The rules for shipping semver-major commits in Alpha versions will be defined by
the Release Team and documented in the [Release repository](https://github.com/nodejs/Release).

## What's NOT Changing

- **Long-Term Support duration** remains similar (29 months).
- **Migration windows preserved**. Overlap between LTS versions remains.
- **Quality standards unchanged**. Same testing, same CITGM, same security process.
- **Predictable schedule**. April releases, October LTS promotion.
- **V8 adoption cycle**. Node.js latest releases will still include a version of
V8 that's at most about 6 months old.

## Timeline

![New Node.js Release Schedule](/static/images/blog/announcements/2026-new-release-schedule.svg)

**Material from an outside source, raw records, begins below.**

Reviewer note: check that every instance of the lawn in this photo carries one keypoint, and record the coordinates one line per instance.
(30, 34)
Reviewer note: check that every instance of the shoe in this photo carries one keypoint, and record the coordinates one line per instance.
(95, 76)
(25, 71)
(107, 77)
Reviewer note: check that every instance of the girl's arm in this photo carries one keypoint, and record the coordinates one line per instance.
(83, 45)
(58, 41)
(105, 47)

### Node.js 26 Schedule (existing model)

| Milestone | Date |
| ----------- | ------------ |
| 26.0.0 | April 2026 |
| Enters LTS | October 2026 |
| Maintenance | October 2027 |
| End of Life | April 2029 |

Node.js 26 follows the existing schedule. This is the last release line under the current model.

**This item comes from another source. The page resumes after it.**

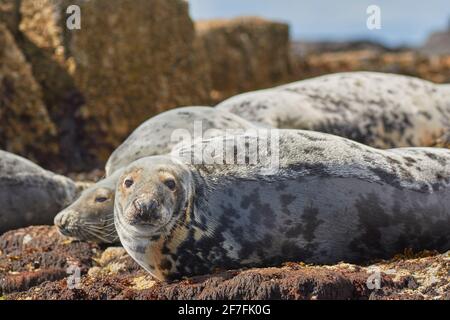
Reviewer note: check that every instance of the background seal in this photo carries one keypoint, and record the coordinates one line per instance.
(30, 195)
(381, 110)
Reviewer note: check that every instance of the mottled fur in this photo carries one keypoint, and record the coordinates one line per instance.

### Node.js 27 Schedule (new model)

| Milestone | Date |
| ------------ | ------------ |
| Alpha begins | October 2026 |
| 27.0.0 | April 2027 |
| Enters LTS | October 2027 |
| End of Life | March 2030 |

Node.js 27 is the first release line under the new schedule.

### The Next 10 Years

| Version | Alpha | Current | LTS | End of Life |
| ------- | -------- | -------- | -------- | ----------- |
| 27.x | Oct 2026 | Apr 2027 | Oct 2027 | Mar 2030 |
| 28.x | Oct 2027 | Apr 2028 | Oct 2028 | Mar 2031 |
| 29.x | Oct 2028 | Apr 2029 | Oct 2029 | Mar 2032 |
| 30.x | Oct 2029 | Apr 2030 | Oct 2030 | Mar 2033 |
| 31.x | Oct 2030 | Apr 2031 | Oct 2031 | Mar 2034 |
| 32.x | Oct 2031 | Apr 2032 | Oct 2032 | Mar 2035 |
| 33.x | Oct 2032 | Apr 2033 | Oct 2033 | Mar 2036 |
| 34.x | Oct 2033 | Apr 2034 | Oct 2034 | Mar 2037 |
| 35.x | Oct 2034 | Apr 2035 | Oct 2035 | Mar 2038 |
| 36.x | Oct 2035 | Apr 2036 | Oct 2036 | Mar 2039 |

This schedule is not final and may be amended. Refer to the
[`schedule.json`](https://github.com/nodejs/Release/blob/HEAD/schedule.json) for an up-to-date
record of the support claims from the project.

## Thank You

This change is the result of discussions across GitHub issues, Release Working Group meetings, and
[the Collaboration Summit Chesapeake 2025](https://youtu.be/ppi87YjU9x0?si=NFF5WKIGDJE_U-_V&t=6524).
We will continue discussing this topic at the upcoming Collaboration Summit in London.
We thank everyone who contributed feedback.